The good news is that K-State has been able to get to the opposing quarterback this season by recording five sacks against Miami and three against North Texas. Oklahoma's offensive line has shown vulnerability in that department so the Wildcats, especially defensive ends Adam Davis and Meshak Williams will need to take advantage of that early in the game.
K-State's secondary has shown a bend but don't break mentality through their first three games and it hasn't necessarily gone well. They have not given up any deep passing plays, but they have made quarterbacks look really good statistically. Take last week for example. North Texas quarterback Derek Thompson entered the game completing just 42.9 percent of his passes. Against the Wildcats, he was 25-for-28 with 208 yards and a touchdown. Those are alarming statistics against an inferior opponent. And this is not North Texas again this week. This is Oklahoma. Jones is more than capable to have a strong game and has an overabundance of talent to throw to. K-State's secondary, especially Nigel Malone, Allen Chapman and Randall Evans, will have to tighten their coverage and not allow the Sooners to march down the field.
Against the run, the Wildcats need to continue their strong play up the middle. K-State ranks 19th in rushing defense and held a talented Miami team to only 40 yards on the ground. The Sooners rotate a number of backs including starter Dominque Whaley, Brennan Clay and the Big 12's leading rushing Damien Williams. Stopping the run should be a priority throughout the game so the Sooners don't run play-action plays that could be costly.
The teams have a tough battle on Saturday and the national television audience on FOX should be in for a treat. However, the numbers don't lie and Oklahoma is favored in them all.

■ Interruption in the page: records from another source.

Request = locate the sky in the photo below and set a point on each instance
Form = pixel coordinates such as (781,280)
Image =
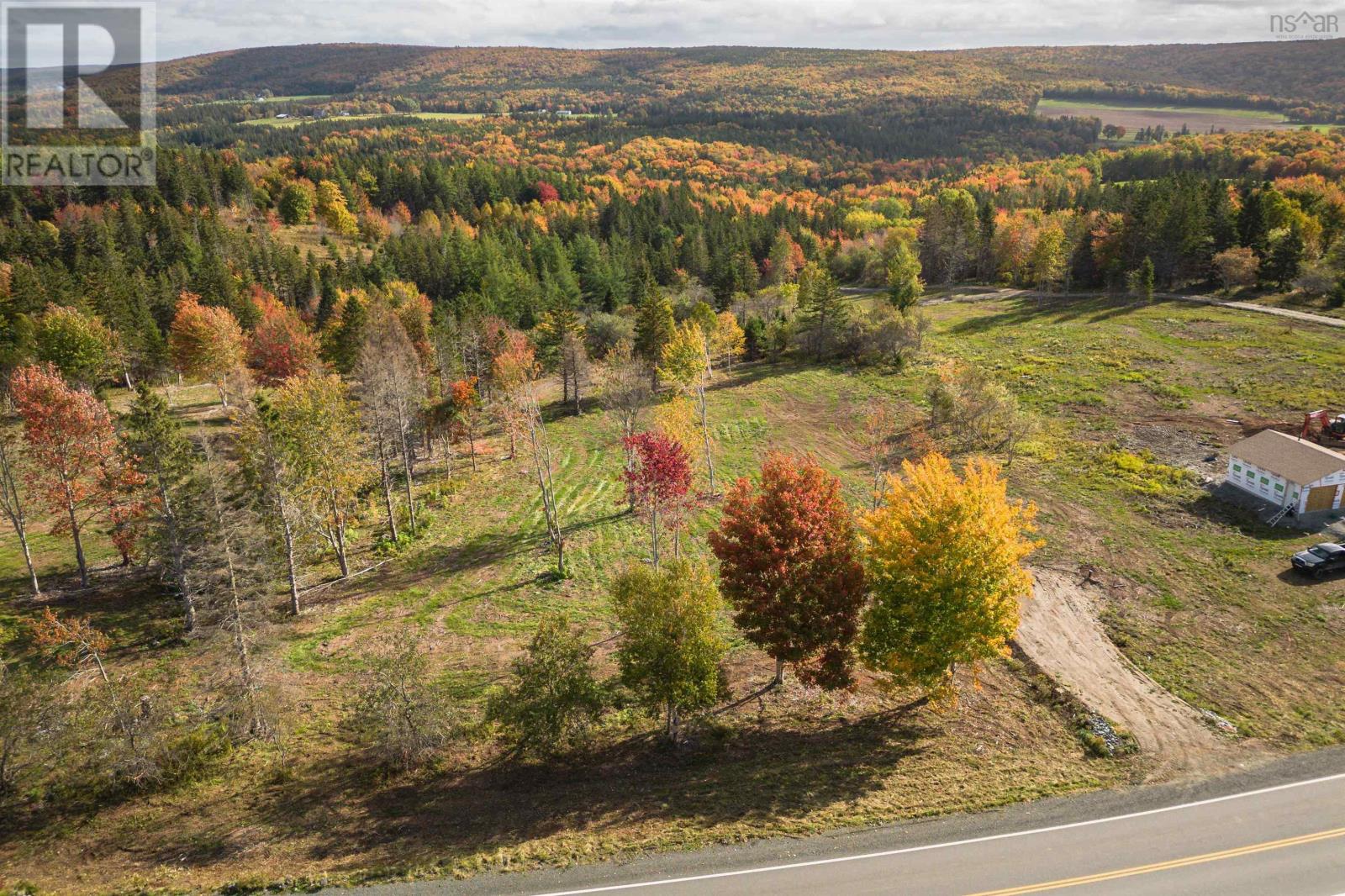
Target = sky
(198,26)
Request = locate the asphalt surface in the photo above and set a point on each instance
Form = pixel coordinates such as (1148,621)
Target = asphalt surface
(1277,829)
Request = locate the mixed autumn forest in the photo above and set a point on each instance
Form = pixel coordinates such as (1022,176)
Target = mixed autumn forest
(468,459)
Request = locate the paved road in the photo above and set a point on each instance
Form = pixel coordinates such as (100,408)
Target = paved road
(1277,829)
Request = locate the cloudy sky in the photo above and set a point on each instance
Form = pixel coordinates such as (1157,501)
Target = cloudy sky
(198,26)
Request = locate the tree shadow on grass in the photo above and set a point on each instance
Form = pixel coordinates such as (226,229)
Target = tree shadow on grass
(751,372)
(757,777)
(1024,309)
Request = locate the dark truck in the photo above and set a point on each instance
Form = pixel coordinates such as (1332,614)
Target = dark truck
(1320,560)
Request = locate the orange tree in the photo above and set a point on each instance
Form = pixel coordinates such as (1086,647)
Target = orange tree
(789,566)
(943,557)
(206,342)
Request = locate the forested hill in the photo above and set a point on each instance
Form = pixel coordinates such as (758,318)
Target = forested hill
(757,80)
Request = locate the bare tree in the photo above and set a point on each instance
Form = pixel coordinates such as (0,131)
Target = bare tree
(625,392)
(269,463)
(392,392)
(13,499)
(575,363)
(878,430)
(229,572)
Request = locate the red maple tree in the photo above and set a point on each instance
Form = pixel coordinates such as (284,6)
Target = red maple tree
(790,567)
(78,472)
(659,485)
(282,345)
(206,342)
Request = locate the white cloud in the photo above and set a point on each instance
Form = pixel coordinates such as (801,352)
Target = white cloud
(198,26)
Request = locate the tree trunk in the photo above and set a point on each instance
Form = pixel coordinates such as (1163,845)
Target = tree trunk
(74,533)
(408,466)
(338,540)
(177,557)
(388,488)
(27,557)
(705,430)
(289,566)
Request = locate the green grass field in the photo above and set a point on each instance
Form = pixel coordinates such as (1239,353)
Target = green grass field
(423,116)
(1174,118)
(1200,600)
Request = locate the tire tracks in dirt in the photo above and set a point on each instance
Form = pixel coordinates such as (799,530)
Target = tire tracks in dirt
(1063,635)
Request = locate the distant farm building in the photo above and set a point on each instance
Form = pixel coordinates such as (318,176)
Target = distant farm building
(1289,472)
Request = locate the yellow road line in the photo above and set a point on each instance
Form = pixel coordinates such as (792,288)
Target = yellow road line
(1168,865)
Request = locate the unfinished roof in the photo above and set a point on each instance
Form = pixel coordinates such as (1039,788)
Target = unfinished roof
(1295,459)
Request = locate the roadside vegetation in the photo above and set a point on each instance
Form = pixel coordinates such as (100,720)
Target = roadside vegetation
(435,497)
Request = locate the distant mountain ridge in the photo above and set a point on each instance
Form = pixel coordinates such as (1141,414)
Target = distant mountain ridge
(750,78)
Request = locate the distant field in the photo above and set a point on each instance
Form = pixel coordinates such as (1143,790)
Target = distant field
(306,98)
(424,116)
(1133,118)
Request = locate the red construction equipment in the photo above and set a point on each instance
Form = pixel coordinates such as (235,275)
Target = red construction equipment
(1331,430)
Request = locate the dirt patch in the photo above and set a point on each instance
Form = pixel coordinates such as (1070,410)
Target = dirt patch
(1062,634)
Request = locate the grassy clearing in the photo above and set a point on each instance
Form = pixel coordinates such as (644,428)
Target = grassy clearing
(424,116)
(1204,600)
(1136,116)
(1131,400)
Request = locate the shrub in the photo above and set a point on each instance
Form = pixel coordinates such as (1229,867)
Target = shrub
(553,698)
(400,714)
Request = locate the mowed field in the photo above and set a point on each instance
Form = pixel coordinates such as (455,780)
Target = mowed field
(424,116)
(1131,398)
(1197,119)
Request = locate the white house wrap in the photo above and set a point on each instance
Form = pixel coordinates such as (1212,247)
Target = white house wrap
(1288,472)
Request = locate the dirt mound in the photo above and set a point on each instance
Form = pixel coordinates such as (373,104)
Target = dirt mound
(1062,634)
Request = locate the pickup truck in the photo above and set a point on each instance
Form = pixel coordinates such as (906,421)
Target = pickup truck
(1320,560)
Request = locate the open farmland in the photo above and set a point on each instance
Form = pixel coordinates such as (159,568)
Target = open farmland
(1130,398)
(1133,118)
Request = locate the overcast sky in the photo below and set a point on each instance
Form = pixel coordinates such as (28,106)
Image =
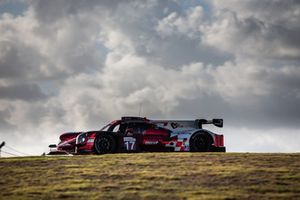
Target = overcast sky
(73,65)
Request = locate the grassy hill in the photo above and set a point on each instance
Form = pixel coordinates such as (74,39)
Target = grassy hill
(152,176)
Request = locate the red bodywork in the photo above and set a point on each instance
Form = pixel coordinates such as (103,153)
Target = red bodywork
(133,134)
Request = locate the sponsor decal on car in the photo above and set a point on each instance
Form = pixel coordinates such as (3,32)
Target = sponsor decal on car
(129,143)
(151,142)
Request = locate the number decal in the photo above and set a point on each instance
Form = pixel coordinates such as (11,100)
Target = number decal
(129,143)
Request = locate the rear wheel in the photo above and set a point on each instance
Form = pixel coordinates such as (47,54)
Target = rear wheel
(104,144)
(200,142)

The Sooners are a perfect 14-0 under Bob Stoops at home vs. ranked team and 44-2 against Big 12 teams. They are 78-3 at Gaylord Family-Oklahoma Memorial Stadium, including a 35-1 mark in the month of September. They are a perfect 13-0 in its opening Big 12 home games of the season under Stoops, outscoring their opponents by a combined margin of 512-219. To top it off, Oklahoma is 6-0 in games played on Sept. 22.
Those are impressive numbers, but they don't seem bother the Wildcats.

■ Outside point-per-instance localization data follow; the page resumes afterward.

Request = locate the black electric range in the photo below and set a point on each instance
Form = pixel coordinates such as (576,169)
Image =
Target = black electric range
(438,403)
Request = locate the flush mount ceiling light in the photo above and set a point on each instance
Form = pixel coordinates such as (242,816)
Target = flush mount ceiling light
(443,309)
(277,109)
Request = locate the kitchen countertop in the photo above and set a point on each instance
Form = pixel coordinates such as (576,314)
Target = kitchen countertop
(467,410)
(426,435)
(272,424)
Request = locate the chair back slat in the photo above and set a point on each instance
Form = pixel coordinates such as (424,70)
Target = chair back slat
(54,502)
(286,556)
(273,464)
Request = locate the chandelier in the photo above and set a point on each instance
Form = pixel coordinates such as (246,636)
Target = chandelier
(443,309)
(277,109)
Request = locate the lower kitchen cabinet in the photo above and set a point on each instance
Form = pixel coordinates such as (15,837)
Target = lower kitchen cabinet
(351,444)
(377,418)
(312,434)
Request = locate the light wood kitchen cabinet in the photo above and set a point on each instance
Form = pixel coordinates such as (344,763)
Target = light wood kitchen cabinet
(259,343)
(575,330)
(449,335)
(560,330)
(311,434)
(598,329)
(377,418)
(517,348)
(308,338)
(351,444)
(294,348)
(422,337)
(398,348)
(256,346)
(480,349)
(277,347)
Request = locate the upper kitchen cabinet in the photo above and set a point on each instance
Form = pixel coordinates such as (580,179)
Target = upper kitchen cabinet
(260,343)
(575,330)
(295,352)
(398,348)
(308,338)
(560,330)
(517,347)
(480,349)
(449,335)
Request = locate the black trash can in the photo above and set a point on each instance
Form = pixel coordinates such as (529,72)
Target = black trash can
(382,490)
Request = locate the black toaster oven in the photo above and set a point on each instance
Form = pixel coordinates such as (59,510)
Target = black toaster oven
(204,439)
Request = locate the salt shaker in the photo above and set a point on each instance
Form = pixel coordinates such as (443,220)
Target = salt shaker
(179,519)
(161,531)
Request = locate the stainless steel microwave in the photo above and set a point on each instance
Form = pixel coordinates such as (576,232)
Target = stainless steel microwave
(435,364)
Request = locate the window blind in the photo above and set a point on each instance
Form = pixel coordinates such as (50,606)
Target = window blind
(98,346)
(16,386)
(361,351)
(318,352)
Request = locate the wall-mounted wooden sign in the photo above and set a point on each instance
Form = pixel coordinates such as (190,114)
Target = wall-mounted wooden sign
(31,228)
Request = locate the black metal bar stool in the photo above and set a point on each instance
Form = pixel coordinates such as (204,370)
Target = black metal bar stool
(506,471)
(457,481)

"This is our year, this is our time," K-State linebacker Tre Walker said. "I am a firm believer that what goes around, comes around.

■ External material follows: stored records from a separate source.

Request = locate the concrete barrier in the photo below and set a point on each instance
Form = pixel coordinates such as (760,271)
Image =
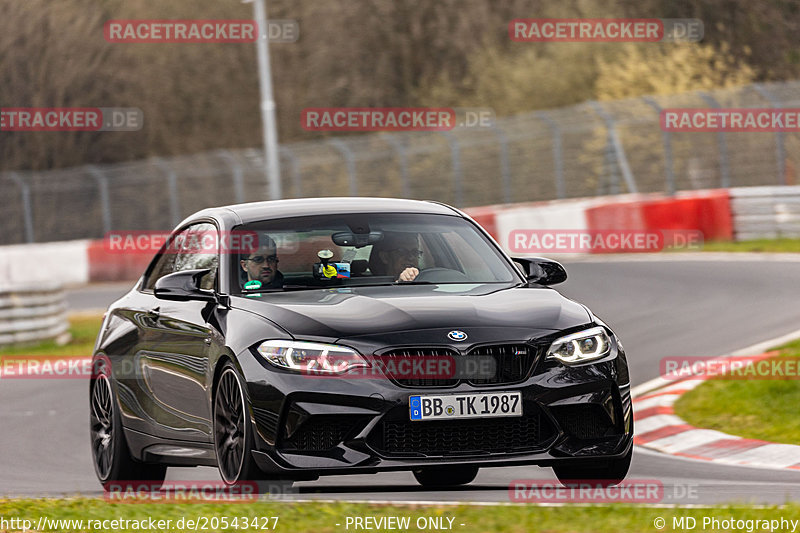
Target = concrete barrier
(32,313)
(720,214)
(765,212)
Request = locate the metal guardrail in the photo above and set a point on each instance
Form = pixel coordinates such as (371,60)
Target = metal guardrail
(591,149)
(32,313)
(765,212)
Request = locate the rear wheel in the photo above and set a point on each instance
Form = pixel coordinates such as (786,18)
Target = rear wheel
(612,473)
(233,433)
(113,463)
(445,476)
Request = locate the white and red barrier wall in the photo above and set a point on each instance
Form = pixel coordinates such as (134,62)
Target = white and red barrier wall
(719,214)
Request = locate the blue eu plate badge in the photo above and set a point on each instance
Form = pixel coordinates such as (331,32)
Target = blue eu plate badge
(415,405)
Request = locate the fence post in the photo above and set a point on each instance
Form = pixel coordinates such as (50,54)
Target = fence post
(455,155)
(722,143)
(558,155)
(402,160)
(505,169)
(619,150)
(349,161)
(27,213)
(780,147)
(294,164)
(102,186)
(172,188)
(238,175)
(667,137)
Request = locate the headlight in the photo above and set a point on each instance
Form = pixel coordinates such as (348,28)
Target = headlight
(582,346)
(311,357)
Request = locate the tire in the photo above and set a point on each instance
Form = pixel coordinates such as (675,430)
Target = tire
(447,476)
(233,431)
(608,475)
(112,460)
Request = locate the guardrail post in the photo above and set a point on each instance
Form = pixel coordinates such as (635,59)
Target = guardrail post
(558,155)
(295,166)
(350,163)
(172,190)
(27,212)
(102,186)
(455,155)
(237,174)
(402,161)
(667,138)
(616,143)
(780,146)
(505,169)
(722,143)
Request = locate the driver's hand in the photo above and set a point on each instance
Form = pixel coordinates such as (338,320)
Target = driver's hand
(408,274)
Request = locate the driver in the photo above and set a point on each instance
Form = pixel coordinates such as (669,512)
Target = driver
(261,264)
(397,255)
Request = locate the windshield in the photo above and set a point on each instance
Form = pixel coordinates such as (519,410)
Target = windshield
(366,249)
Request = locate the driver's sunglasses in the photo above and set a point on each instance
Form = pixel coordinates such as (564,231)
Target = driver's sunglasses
(260,259)
(410,252)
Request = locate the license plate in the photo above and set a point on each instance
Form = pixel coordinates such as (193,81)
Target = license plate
(480,405)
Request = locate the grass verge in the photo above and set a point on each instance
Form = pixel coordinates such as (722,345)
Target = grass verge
(324,517)
(84,330)
(758,245)
(757,409)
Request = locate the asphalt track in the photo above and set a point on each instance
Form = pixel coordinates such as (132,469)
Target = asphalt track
(664,307)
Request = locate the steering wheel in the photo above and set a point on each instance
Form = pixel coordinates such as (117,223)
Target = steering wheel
(439,275)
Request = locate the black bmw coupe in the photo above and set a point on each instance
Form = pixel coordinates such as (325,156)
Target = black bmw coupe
(293,339)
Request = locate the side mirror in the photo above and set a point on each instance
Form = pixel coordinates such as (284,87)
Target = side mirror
(183,286)
(541,270)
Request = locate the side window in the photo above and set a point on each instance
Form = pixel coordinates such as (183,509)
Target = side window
(192,248)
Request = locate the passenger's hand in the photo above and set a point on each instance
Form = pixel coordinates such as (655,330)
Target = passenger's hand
(408,274)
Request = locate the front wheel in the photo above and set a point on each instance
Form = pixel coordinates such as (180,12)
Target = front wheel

"It's not so much as what people might say coming into this game or whether we are favored or not. We need to come in with that bitter taste that we had last year in our mouth."
If there was a time to do it, it's Saturday and if there's a K-State team to do it, it's this one. They will just need to do what has made them successful in the past. They have to run the football, throw short passes, move the chains and dominate the clock on offense and apply pressure, tighten up coverage and show discipline on defense in order to win.
The Wildcats need to get back to the basics.